The IPython Core

Updated: 3/21/2006

To support the new ipython kernel and notebook frontend better, the core of ipython is being redesigned. This page contains notes about this process.

The new_design document, which ships with the distribution, contains old notes on this same topic. This wiki will serve for ongoing discussion among developers.

Currently, the core of ipython's logic is implemented in the InteractiveShell class in iplib.py. Currently this code is very complex and it blurs many aspects of ipython into one big mess. The goal is to make this core into a set of reusable components.

Overview

The IPython Core refers to the part of IPython that is independent of GUI/terminal display aspects, keyboard/mouse events and readline. That is, the IPython Core will factor out all of the functionality of IPython into a library. This library can then be used in a number of different settings.

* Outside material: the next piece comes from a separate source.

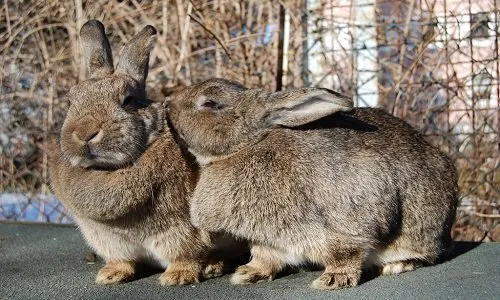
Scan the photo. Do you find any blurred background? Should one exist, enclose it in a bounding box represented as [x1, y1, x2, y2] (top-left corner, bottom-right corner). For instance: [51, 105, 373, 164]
[0, 0, 498, 241]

The basic IPython Core should be a single Python class. This class will likely contain other classes that encapsulate specific aspects of IPython (like completion or magic functions). But, there should be a single top level class. This is like the current iplib.InteractiveShell?() class in the IPython trunk. This part of IPython should not use Twisted or Zope.interface in any way. Thus it will be fully synchronous and blocking. It should also not use any threads in its basic design.

To expose the IPython Core to Twisted, two things must happen: i) The core class should be written as an interface and ii) The core class should be wrapped as a Twisted Service(). One thing that is critical is to make sure the core class and interface specification are kept in synch. The interface is needed to allow the IPython Core to be used in flexible ways in Twisted apps. When the IPython Core is wrapped into a Service, it is possible that certain methods will be converted to return deferreds. Anytime the IPython Core is used in an application that is running Twisted, the Service version must be used (not the pure IPython class).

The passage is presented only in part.